For dessert, I whipped up the Coconut Chocolate variant of the Chocolate Pudding recipe in Vegan with a Vengeance. I’ve been experimenting with pudding recipes lately, and while I do like how this one came out, it’s very ‘homemade’ tasting. If you want something that’s ‘pudding cup’ish, go with the recipe from the Sarah Kramer books that’s basically silken tofu and friends in a blender. I do notice that all of these recipes are all chocolate flavored, and I’m wondering how to go vanilla with it. Extract would be too alcohol-y to try to use a lot, so I’m thinking instead of cocoa powder in these recipes, to maybe use vanilla soy milk powder. Go with vanilla flavor (glycerin based) instead of extract? Hmm… I’ll have to experiment.
No commentsJan 19
My Sweet Vegan
My Sweet Vegan just came in the mail today (dude, Cosmo’s Vegan Shoppe ships their stuff out lightning fast, also buy your vegan cookbooks from vegan stores and not Amazon, ok?), and my fat pants are stretching themselves out in excitement. There’s two things that you’ll probably hear about this book (kind of like how the only thing people know about Asia Carrera is that she’s in MENSA - she’s a retired porn star, her website is obviously NSFW) in the hype and that’s that the author is very young and that she figured out how to make vegan meringue. Hannah also runs Bittersweet, which pretty much every vegan faps over anyway.
The moment I opened the book, I found a bunch of things to be excited about, and with no surprise pretty much all of the cupcakes are making me want to eat them. Go figure.

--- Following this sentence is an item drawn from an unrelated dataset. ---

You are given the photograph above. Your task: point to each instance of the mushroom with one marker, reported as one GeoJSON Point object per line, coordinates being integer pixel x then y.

One trick pony-ville over here.
Here’s a short list so far of what’s caught my eye:
Strawberry Love Muffins
Cheesecake Thumbprint Cookies
Maple Pistachio Cremes
Pfeffernusse (they look like the Russian Teacakes my mom loves during Christmas)
Strawberry Spirals
Bananas Foster Cake (though the person I had thought about making it for showed exactly no interest in it when I showed him the picture. So, I think he’s going to get a big “Fuck You” instead of a lovely cake.)
Chai Cheesecake (OHMYGODYESYESILOVEYOUHANNAH)
Decadent Almond Cake
Lychee Cupcakes with Raspberry Frosting (I don’t know about raspberry with lychee, but these look better than the lychee cupcakes in VCTOTW)
Mini Icebox Cheesecake (can you tell that I love cheesecake?)
Pomegranate Ginger Cupcakes
Root Beer Float Cupcakes
Wasabi Chocolate Cupcakes (only because they sound like something you’d trick people with and then laugh when they choked on it)
Pink Lemonade Tartlets
Flaming Hot Peanut Brittle
Green Tea Freezer Pops (I love you. I love you so much.)
Green Tea Tiramisu (Did I say I loved you? No, I want to marry you, Hannah.)
Hope you like fat chicks, Hannah, because you’re gonna chunk me up good!
Also, my cupcake carrier is getting old and too small, someone buy me a Cupcake Courier (in blue) pretty, pretty please?